The story opens with a news report about missing 12-year-old Tamara (Tammy) Tait from the small village of Kielder.  It then switches to another planet with the shocking revelation that a young girl is being exhibited in a ‘human zoo.’ One of the inhabitants there, Hellyann, makes a dangerous and courageous decision that changes many lives … and leads to an incredible adventure.

Meanwhile, Tammy’s family are left to cope with their worst nightmare, and the devastating loss, grief and breakdowns this causes.  Their feelings and reactions are heartachingly portrayed and there is a real authenticity to how the small community pulls together to help their own.   

Tammy’s twin brother, Ethan, feels the weight of his guilt at his parting words with his sister, and is determined to do his absolute best to find her.  This leads him to make incredible discoveries, develop wonderful friendships and to travel further than he ever thought possible … the tension is palpable as Ethan and his friends Iggy and Hellyann find themselves in a race to keep secrets hidden, secrets that if unravelled could risk him ever being reunited with his sister.
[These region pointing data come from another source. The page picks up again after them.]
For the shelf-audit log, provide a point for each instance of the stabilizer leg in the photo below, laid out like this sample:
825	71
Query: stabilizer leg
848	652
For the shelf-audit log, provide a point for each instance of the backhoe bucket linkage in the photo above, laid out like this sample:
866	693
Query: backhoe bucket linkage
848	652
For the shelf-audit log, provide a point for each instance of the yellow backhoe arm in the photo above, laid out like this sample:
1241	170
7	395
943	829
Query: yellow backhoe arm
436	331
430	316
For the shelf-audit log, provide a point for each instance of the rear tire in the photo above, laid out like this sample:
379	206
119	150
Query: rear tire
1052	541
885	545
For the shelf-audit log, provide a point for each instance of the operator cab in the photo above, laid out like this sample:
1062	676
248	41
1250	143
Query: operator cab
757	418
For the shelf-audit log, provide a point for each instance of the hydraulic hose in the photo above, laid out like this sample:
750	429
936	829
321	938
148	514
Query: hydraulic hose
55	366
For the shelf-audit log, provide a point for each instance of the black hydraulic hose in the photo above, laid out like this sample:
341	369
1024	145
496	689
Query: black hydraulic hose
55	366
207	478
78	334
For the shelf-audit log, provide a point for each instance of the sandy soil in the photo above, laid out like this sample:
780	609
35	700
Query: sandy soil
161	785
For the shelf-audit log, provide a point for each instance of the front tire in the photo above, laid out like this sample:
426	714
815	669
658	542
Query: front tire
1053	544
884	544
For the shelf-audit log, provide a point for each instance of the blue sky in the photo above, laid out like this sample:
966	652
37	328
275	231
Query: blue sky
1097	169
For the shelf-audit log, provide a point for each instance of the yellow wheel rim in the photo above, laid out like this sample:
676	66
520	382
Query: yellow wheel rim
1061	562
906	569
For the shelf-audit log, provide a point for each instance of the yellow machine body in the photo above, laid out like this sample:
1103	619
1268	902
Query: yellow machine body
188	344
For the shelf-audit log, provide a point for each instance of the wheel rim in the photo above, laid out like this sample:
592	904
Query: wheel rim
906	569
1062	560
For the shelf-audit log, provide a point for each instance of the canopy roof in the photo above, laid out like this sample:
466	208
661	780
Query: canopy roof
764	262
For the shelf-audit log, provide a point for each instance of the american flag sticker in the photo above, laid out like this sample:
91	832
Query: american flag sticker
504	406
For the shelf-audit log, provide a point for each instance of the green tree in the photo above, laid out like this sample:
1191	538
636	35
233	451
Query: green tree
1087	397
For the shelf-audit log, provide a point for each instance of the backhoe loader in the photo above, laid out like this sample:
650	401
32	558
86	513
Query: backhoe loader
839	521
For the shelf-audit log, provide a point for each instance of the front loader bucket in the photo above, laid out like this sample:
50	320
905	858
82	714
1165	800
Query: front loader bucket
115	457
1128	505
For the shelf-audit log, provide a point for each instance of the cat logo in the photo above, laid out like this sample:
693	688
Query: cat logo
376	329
Ethan is an incredibly sympathetic young boy who fights through his fear and self-doubt to show an inner strength, resilience and single-minded determination to prove himself:  to try his absolute best! 

I found Hellyann a fascinating and wonderfully endearing character with a unique voice.  She lives amongst a race who are devoid, and fearful, of feelings, in a sterilised society with a darkness and desire to control beneath the surface.  However, Hellyann feels strongly, so strongly that she becomes an activist, a decision that leads to her endangering herself, but one that also leads to her forming a close bond with Ethan and Iggy.

There is so much opportunity for discussion based on this story from exploring themes of loss, grief, family and friendship to an exploration of animal and human rights, activism and the nature of society, not to mention the belief in the existence of alien life forms! 

This is a gripping action-packed, heart-warming adventure for children of 10+.

Thank you to the publisher for sending me this book to review on behalf of a Book Review site. My review is my honest opinion of the book.